Blade Runner: Electronic Owls and Illuminati Symbolism

One of only two science-fiction films made by Hollywood visionary Ridley Scott, (the other, of course, being Alien) Blade Runner is about far more than Harrison Ford hunting down and "retiring" rebel replicants. The first Philip K. Dick big screen adaptation the film is an undisputed cult classic and stands today as arguably the best sci-fi movie ever. Its dark, post-apocalyptic and even post-organic urban setting providing one of the few really believable sci-fi backdrops in all of cinema history.

Combined with larger questions about the nature of reality and what it really means to be human it's this convincing and well thought out sci-fi world Scott creates that invites five cuts and frequent re-watching. Almost more like a novel than a film, noticing something new with each visit. Ridley Scott's vision of a future Los Angeles couldn't be much more different to the city we know today (though it's a lot closer now than it was in 1982). With its colossal skyscrapers, heavy pollution and torrential downpours looking more like a darker New York or even DC Comics' Gotham City. Like Alien before it, the film presents a "used future" only this time it's nature itself that's falling apart not just a spaceship. Climatic change apparently wiping out most animal life to the point where artificial copies are far more common and affordable and humans (those who can afford it) are forced to retreat to the "off-world colonies."

Perhaps the strangest thing about Scott's future LA, though, is that it seems completely riddled with Illuminati imagery and symbolism. Perhaps the most obvious example of this parapolitical iconography has to be the "All Seeing Eye."

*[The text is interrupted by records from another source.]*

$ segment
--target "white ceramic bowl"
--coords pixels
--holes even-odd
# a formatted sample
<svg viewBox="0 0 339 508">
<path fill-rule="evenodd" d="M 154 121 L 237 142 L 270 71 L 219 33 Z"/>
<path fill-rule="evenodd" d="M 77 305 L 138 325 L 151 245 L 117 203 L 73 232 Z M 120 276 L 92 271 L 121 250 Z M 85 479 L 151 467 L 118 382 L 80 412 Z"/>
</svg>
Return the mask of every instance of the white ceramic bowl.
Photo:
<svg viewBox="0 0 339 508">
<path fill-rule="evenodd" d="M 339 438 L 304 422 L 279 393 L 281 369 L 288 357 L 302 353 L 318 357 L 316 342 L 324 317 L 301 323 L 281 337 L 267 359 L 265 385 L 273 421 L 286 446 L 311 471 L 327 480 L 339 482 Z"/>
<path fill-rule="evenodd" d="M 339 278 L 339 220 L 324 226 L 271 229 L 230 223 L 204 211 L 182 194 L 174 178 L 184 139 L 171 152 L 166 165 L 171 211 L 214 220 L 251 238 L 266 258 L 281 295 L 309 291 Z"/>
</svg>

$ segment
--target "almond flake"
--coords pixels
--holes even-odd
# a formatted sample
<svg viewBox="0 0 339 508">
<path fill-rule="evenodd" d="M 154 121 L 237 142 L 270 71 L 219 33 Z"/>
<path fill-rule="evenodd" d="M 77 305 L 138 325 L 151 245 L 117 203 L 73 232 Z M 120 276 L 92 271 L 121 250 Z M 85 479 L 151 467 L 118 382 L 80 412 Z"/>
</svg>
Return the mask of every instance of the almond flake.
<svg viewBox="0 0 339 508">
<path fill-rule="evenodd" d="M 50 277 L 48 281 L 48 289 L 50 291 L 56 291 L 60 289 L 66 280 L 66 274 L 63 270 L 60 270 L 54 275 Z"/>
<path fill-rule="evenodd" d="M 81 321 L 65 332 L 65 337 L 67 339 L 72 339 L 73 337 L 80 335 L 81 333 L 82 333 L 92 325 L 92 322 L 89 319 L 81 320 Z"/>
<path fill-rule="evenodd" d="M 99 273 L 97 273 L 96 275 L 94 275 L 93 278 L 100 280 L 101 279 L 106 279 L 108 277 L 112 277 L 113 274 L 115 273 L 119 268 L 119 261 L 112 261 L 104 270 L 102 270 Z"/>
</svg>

Blade Runner opens with an extreme close-up of Harrison Ford's character Rick Deckard's eye and there are numerous other eye shots throughout the film. Eyes being important to the plot because they're the only way to tell the difference between replicants (artificial humans) and real humans. Replicant eyes involuntary glowing in certain scenes. However, is this really the All Seeing Eye of the Illuminati?

Interestingly, in his DVD commentary for The Final Cut Scott did admit that the eye imagery was meant to be reminiscent of George Orwell's dystopian Nineteen Eighty-Four and that it was meant to imply that the world of Blade Runner isn't that far removed from the totalitarian regime of the classic novel. Orwell's Nineteen Eighty-Four, of course, being a favourite tool of conspiracy theorists for explaining the kind of New World Order that the Illuminati are covertly constructing around us. Some researchers even speculating that Orwell (a former officer in the Indian Imperial Police) might have even based his novel largely on insider knowledge rather than being simply fiction. But let's get back to Blade Runner.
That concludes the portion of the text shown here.